The following cell takes the Jupyter environment and imports it into the NJ runtime.

cat 
environment.yml
> env.yml # Move the YAML file to another part of the system conda env create -p /opt/conda2 -f env.yml

There are multiple commands and configuration options when working with Jupyter environments that Nextjournal automates. Keep in mind:

  • When running a project on a new machine, conda env create will download all dependencies again. If there is an issue with the repository at some point in the future, the environment will not be easily reproducible.
  • Conda cannot guarantee package parity between operating systems - Linux, macOS, and Windows. This is not an issue with Nextjournal.

conda list --explicit will download an identical set of dependencies on a second computer. Note the output of the process indicates the dependency stack is for linux-64. The software spec-file.txt downloads will not be compatible with colleagues using Windows or macOS.

%%bash
conda list --explicit > spec-file.txt
head spec-file.txt

If a repository moves or disappears before spec-file.txt is referenced, the only solution will be to find the dependency using some other method.

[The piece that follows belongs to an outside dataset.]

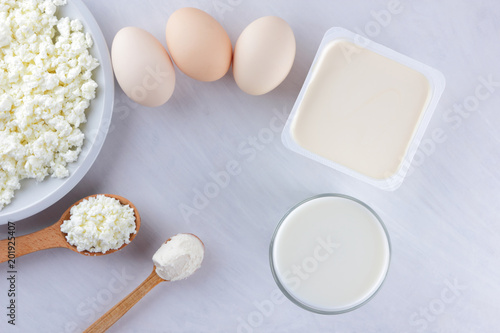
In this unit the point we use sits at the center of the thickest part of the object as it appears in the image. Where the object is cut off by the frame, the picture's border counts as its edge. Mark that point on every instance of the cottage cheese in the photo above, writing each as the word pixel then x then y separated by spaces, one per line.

If you use GitHub for version control, it is possible to use yet another piece of software called Binder to turn a Git repo into a Jupyter notebook running in the browser able to reproduce results. However, it does not offer any security features and offers no direct version control integration.

Conclusion

Nextjournal was built for researchers, journalists, and scientists who want to focus on their work. The hours spent configuring a working system are better spent elsewhere. Best of all, if the convenience of Nextjournal is not self-evident after using the platform, there is no lock in. It's easy to import existing Jupyter/iPython, RMarkdown or Markdown notebooks and export any Nextjournal notebook to Markdown.